In Florida, over the past two decades, nearly 9,000 people have been referred to a program created by Miami Dade County Judge Steven Leifman to divert individuals with serious mental illnesses away from the criminal justice system and into comprehensive community-based services. Annual recidivism rates among participants went from 75% to 20% and the jail population dropped by 40%, allowing the county to close one of its jails and save $12 million a year.
As New York City finalizes its plan to close Rikers, more diversion and less jails space is needed.
Not long ago, Albany County Sheriff Craig Apple changed the name of the county jail from the Albany County Correctional Facility to the Albany County Corrections and Rehabilitative Services Center to reflect its broader mission to provide housing and services to homeless people. Most importantly, staff from nonprofit organizations and civilians employed by the sheriff’s department will now provide these services — outside of the criminal justice system.
The cost to reconstruct the cells was $10,000. Things like televisions and kitchen appliances were donated.
Among the first clients to be admitted will be people released from jail who find themselves homeless. The goal is of course to keep them from cycling back into the criminal justice system.
Chances are Apple’s plan will save Albany County taxpayers hundreds of thousands of dollars a year, make the city safer and save lives. That’s what happened in Miami-Dade, Fla., when a judge started providing services and treatment to people who constantly cycled in and out of jails, hospitals or homelessness.
Over the past two decades, nearly 9,000 people have been referred to a program created by Judge Steven Leifman to divert individuals with serious mental illnesses away from the criminal justice system and into comprehensive community-based services. Annual recidivism rates among participants went from 75% to 20%. The jail population dropped by 45%, allowing the county to close one of its jails and save $12 million a year.
According to Miami police, officer shootings of people with serious mental illness went from two a month to six in the last eight years, over a time period during which the number of arrests in Dade County went from 118,000 to 54,000.
To build on this success, Dade County just broke ground on its own “one-stop shop” facility to allow judges the ability to provide people with serious mental illnesses accused of misdemeanors or low-level felony level crimes with an off-ramp from the criminal justice system with the goal of never seeing them again, at least not behind bars.
This facility will offer treatment for mental health, substance abuse, and primary medical care needs, including eye and dental care; a court room; a crisis stabilization center where police can bring someone instead of arresting them; short- and longer-term residential space; a day activity program to teach self-sufficiency skills; and a supportive culinary employment program.
As New York City grapples with how to replace Rikers in the name of progressive reform, it’s still not too late to consider building “one-stop shops” like Albany and Dade County.

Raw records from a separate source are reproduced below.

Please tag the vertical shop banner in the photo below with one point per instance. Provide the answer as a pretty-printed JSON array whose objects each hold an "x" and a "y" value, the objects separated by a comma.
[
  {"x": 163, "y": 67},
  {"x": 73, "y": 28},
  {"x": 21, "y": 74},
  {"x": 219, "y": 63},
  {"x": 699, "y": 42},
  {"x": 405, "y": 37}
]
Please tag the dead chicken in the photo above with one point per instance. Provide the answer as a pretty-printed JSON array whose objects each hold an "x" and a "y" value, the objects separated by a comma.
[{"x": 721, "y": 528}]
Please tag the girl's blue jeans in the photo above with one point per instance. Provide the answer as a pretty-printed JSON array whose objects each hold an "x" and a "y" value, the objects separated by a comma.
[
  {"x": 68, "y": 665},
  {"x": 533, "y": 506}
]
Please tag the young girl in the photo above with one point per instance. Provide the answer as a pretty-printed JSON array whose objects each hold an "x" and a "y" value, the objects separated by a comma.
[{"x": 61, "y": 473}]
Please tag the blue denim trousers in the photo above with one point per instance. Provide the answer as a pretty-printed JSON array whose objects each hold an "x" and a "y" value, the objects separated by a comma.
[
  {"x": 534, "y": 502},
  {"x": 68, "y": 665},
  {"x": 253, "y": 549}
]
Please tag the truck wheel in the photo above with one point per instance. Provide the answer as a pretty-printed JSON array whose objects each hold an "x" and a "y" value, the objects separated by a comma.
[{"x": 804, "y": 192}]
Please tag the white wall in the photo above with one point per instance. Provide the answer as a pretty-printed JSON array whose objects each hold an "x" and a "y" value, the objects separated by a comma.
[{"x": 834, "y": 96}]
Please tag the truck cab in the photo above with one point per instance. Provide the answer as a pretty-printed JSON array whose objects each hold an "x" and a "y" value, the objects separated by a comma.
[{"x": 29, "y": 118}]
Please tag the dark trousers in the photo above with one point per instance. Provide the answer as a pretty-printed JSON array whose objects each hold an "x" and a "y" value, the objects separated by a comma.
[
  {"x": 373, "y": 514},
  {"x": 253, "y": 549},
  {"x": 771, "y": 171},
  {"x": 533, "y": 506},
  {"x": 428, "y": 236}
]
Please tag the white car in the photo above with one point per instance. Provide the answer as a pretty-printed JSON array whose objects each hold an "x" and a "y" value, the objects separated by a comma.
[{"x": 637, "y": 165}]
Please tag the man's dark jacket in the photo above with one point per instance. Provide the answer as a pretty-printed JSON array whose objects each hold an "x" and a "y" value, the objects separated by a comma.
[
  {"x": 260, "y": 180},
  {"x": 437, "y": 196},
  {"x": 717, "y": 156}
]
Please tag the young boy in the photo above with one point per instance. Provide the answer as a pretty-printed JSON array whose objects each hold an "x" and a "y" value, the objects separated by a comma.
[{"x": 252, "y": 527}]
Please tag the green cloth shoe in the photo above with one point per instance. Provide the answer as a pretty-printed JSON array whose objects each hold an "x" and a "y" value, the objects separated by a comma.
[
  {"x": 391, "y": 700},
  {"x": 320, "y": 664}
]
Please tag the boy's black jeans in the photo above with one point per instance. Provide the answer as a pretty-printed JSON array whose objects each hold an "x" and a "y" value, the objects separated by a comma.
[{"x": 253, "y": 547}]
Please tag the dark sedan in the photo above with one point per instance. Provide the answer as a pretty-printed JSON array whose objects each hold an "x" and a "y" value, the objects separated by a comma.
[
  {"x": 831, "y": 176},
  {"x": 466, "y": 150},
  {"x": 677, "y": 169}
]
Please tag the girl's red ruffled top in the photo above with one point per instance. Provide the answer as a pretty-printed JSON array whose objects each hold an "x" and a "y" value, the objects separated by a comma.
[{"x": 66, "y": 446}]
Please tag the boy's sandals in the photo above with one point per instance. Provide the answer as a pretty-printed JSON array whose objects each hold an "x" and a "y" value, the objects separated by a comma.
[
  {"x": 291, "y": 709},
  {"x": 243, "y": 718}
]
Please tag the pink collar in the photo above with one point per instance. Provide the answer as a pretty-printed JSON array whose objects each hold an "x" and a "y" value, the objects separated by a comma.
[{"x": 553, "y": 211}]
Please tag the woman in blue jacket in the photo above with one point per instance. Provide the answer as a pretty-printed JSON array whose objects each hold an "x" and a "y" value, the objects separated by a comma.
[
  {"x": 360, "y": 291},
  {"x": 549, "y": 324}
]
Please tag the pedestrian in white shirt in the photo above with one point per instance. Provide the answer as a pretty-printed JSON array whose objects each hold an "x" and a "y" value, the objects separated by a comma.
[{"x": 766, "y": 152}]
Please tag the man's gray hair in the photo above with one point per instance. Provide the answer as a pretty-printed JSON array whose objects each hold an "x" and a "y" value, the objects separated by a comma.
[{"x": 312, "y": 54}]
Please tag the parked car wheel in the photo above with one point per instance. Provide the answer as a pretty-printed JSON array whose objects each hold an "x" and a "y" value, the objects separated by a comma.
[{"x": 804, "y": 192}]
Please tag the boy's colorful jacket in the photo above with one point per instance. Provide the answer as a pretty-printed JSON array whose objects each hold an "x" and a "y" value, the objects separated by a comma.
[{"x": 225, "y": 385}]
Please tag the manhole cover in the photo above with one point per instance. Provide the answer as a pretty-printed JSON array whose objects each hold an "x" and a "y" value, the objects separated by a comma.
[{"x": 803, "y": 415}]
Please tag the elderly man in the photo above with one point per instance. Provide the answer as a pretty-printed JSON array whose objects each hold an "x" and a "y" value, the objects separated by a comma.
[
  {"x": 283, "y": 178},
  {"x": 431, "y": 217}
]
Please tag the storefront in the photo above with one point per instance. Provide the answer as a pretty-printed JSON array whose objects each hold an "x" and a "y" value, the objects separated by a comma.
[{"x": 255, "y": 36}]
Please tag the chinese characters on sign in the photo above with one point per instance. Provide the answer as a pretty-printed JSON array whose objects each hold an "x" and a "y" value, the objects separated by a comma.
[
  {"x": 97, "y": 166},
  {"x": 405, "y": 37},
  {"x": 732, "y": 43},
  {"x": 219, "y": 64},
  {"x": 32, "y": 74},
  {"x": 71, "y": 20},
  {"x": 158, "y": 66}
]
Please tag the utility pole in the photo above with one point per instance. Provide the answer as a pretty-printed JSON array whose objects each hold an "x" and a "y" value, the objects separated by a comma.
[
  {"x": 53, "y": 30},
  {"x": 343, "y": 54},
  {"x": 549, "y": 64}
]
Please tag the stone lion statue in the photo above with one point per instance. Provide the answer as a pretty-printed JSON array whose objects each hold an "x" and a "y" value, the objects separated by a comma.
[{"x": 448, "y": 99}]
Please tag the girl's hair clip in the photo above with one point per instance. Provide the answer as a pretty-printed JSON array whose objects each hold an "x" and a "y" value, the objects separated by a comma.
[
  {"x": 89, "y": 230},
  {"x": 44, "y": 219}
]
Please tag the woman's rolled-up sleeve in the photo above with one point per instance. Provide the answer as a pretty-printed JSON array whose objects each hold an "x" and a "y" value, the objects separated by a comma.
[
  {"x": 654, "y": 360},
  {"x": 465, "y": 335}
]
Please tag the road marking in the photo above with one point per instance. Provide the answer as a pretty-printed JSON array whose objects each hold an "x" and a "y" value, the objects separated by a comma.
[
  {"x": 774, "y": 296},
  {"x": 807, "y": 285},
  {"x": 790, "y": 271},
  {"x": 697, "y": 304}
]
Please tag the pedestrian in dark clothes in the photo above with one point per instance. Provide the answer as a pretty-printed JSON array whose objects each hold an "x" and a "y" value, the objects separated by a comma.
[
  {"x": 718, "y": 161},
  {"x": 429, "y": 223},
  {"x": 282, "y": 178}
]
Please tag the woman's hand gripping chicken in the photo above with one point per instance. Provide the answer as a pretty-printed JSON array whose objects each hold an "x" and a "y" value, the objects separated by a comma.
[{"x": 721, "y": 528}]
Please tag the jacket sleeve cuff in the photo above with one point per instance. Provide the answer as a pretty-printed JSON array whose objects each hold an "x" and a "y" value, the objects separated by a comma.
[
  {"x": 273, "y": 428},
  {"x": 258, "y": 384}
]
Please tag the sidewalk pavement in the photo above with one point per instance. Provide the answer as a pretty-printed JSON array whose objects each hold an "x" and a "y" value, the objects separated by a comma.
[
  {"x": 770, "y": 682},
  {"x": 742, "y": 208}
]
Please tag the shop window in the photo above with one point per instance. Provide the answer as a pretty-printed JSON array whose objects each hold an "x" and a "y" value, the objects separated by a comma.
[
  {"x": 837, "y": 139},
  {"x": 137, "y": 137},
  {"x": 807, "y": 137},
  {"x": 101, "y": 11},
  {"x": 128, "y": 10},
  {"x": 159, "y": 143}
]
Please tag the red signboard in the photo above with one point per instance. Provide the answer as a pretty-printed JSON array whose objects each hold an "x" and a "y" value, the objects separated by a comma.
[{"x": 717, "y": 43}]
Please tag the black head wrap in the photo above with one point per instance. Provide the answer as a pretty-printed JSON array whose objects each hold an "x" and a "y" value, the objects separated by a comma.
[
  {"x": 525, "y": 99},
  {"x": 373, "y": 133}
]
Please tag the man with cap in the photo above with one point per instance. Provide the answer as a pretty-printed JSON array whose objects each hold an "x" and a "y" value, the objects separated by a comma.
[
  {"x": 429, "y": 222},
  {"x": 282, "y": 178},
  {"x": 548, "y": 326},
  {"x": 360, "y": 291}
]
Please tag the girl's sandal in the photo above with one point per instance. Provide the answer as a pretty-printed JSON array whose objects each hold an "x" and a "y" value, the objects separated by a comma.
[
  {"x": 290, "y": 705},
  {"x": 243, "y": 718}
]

New York City has already demonstrated a remarkable and unprecedented ability to reduce the jail population. Now, it must address the core populations that will make further reductions more difficult.
The host communities of the proposed borough-based jails and advocates want smaller facilities. The shortest route to delivering them is to do what Albany and Dade have done — to make room elsewhere to better serve people with specific chronic needs such as housing, mental health and substance-abuse treatment — none of which are or should be the forte of jails or the city’s Correction Department.
As it moves jail beds out of Rikers and into the boroughs, the city has a rare opportunity to build more treatment and rehabilitative beds, and to finally right the wrong of the decades-long mass incarceration of people with mental illness. Incarcerating this population has not been fair, effective or fiscally responsible to them or their families, nor to corrections officers or communities.
Now is the time to ensure that mental health treatment is provided outside of the criminal justice system and in the public health system, where it belonged in the first place.
Roberts is executive director of the Greenburger Center for Social and Criminal Justice.